The same semi-knowledge phenomenon occurs when students teach word classes. Thus, for example, they will define a pronoun as ‘a word which replaces a noun’ – which does not account for a pronoun replacing a noun phrase. For example: The old man  = He. In terms of their limited definition, one should then say The old he.

Secondly, I noted the same ignorance when I reviewed the early drafts of the new CAPS for English. I could not believe the nonsense which was included – both in terms of blatantly wrong information (e.g. ‘concord’ was defined as a ‘tense’) and the proposed teaching programme – e.g. teaching adverbs before teaching verbs.

Thirdly, I recently paged through an English language textbook which had been approved by the DBE for the new CAPS. Here are but a few of the errors I noticed in passing:

  • An adverb is defined as a ‘complement’. Certain adverbs (in particular, adverbs of place) may indeed function as a complement in a sentence such as He was there when it happened, but this is not the case with other types of adverbs.
  • A complex sentence is described as a sentence which ‘is made up of a simple sentence and a clause that cannot stand on its own as a sentence’. Once a simple sentence has been combined with another simple sentence, each of the original simple sentences is now defined as a ‘clause’. By definition, a ‘simple sentence’ is an independent structure.
  • Employer and employee are given as examples of antonyms. Pairs such as these – compare husband; wife; emigrant; immigrant – are not opposite in meaning as are pairs such as good, bad; pretty, ugly.

Why should this be the case? Why this ignorance? I think there are two main reasons:

  • The tertiary curriculum: The vast majority if English teachers do a degree in English which consists purely of literature study. They are therefore not qualified to teach the language aspects of English.
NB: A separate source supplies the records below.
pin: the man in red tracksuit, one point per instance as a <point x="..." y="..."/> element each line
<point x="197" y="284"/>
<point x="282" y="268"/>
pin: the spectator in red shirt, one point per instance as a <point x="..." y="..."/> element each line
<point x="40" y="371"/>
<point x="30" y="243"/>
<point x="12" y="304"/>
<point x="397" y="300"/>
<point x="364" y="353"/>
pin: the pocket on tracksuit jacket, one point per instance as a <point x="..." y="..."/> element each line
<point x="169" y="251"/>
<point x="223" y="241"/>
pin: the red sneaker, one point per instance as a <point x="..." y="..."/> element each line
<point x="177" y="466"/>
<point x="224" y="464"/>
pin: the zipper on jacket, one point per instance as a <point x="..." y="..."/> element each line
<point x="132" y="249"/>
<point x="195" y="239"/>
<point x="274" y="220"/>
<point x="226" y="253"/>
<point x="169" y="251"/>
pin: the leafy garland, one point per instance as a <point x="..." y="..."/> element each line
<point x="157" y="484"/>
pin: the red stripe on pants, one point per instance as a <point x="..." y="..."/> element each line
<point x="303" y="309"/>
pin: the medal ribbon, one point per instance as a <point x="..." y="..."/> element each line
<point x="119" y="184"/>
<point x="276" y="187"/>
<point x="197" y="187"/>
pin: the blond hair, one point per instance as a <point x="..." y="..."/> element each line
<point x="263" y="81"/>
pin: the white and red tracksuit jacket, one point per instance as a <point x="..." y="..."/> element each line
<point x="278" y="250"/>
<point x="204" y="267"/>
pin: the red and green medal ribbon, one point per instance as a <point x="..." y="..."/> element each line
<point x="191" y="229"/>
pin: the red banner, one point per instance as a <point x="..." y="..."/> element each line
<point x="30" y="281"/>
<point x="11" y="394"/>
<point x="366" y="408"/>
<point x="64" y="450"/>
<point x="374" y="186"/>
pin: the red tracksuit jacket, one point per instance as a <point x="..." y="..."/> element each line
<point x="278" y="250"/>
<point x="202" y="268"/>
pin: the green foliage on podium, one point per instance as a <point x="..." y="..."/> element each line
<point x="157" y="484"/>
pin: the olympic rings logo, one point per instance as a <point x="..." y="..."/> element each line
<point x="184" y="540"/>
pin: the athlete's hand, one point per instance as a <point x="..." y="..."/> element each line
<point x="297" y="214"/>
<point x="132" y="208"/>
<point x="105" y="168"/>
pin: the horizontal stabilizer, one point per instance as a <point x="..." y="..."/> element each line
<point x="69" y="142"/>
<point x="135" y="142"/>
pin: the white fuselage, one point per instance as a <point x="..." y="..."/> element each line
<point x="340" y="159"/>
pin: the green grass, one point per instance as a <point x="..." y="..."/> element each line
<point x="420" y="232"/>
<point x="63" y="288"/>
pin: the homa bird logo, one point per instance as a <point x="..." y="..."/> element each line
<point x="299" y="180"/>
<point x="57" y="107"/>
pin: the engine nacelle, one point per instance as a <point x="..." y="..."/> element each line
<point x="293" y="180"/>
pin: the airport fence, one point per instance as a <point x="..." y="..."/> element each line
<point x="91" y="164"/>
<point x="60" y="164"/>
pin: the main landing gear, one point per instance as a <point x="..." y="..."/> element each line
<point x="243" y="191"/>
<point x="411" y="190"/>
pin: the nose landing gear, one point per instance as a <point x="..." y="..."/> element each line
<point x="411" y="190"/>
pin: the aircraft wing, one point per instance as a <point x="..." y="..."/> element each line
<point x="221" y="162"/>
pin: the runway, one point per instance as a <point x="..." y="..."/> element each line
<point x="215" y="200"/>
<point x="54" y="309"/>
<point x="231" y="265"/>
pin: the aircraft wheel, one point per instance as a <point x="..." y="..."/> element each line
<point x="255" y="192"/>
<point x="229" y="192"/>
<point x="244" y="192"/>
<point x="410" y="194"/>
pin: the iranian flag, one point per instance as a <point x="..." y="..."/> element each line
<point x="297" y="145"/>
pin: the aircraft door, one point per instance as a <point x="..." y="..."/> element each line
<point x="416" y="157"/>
This is a strange situation – one would not regard a student who had studied Chemistry but not Physics as being adequately trained to teach Physical Science.
  • The school curriculum: The curriculum has, for many years, sidelined the teaching of grammar; and the new CAPS exacerbates this situation – it practically outlaws dedicated language lessons and in its final draft abolished the language paper (which was reinstated – after a lot of fuss  – into the final version). The result is that teachers, already reluctant to teach grammar (and other language aspects) because of their feeling of insecurity in teaching something they are not masters of, do not feel the need to teach this because the curriculum plays it down.

The result of all to this is that most  English teachers have to fly by the seat of their pants when they teach the language aspects of the curriculum, using the inadequate knowledge half-remembered from their school days when they were taught by teachers who, like themselves, were only half-trained and who neglected these aspects; and so the situation perpetuates itself.

So what’s the answer? It is clear that the DBE needs to set criteria for teacher qualifications which include the language aspect, thus forcing all universities to extend their English degree courses beyond the literature level if they wish to retain students who are planning to become English teachers.

 

 

    Dr Malcolm Venter is a retired English teacher and principal and the co-author of a number of English

    langauge textbooks,  He is National Chairperson of the South African English Council and a member of the

    Executive Committee of the English Academy of Southern Africa. He received the English Academy’s Gold

    Medal Award for distinguished services to English in 2002. He is currently the editor of  Teaching English     

                                   Today.